I spent about 12 months building a baby tracker solo and bootstrapped; it's been live on the App Store since June, and I taught myself React Native to build it. The part I want to share isn't the tracker - it's one design decision in the allergen scanner, because it's a "what do you do when your data is empty" problem.
Quick caveat up front, because it's safety-adjacent: this is not a medical device, it doesn't diagnose anything, and the failure mode it's built against is a false negative - telling you a food looks fine when it isn't. No tool catches everything; you still read the full label and talk to your pediatrician. I'd rather say that first than bury it.
Most barcode allergen scanners do the efficient thing: look up the product, read the ingredient list, check it against the allergens you care about. Fine when the product is in the database. But scan an imported product the database has never seen, and a lot of them just return "no allergens found." That's a silent failure: it reads like "safe" when it really means "no idea."

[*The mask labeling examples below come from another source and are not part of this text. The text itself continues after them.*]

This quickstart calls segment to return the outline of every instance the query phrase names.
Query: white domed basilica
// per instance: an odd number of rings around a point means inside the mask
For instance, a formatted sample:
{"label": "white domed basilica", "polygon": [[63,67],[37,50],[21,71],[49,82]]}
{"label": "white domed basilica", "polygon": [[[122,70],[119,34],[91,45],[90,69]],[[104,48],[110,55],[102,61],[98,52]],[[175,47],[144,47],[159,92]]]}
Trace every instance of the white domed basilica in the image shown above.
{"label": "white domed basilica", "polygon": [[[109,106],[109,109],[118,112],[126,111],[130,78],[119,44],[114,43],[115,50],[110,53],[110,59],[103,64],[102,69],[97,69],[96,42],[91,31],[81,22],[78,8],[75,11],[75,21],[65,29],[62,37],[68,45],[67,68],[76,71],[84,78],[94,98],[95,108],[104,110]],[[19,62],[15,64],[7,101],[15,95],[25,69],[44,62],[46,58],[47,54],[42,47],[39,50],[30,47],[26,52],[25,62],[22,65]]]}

I went the other way. An empty or unreadable record is treated as a reason to look HARDER - including reading label text across several languages - never as an all-clear. It leans toward "double-check this" over "looks fine." It can over-flag, and I'll take that trade. The scan that proved it out: an imported product returned zero ingredient data from the open product database (Open Food Facts, 3M+ products), and instead of a green check the scanner flagged peanut against a profile that had peanut set as an allergen and hard-blocked with "DO NOT FEED." To be honest the product name literally said peanut butter, so a careful human catches this one too - the point isn't that it's clever, it's that it refused to fake confidence on missing data.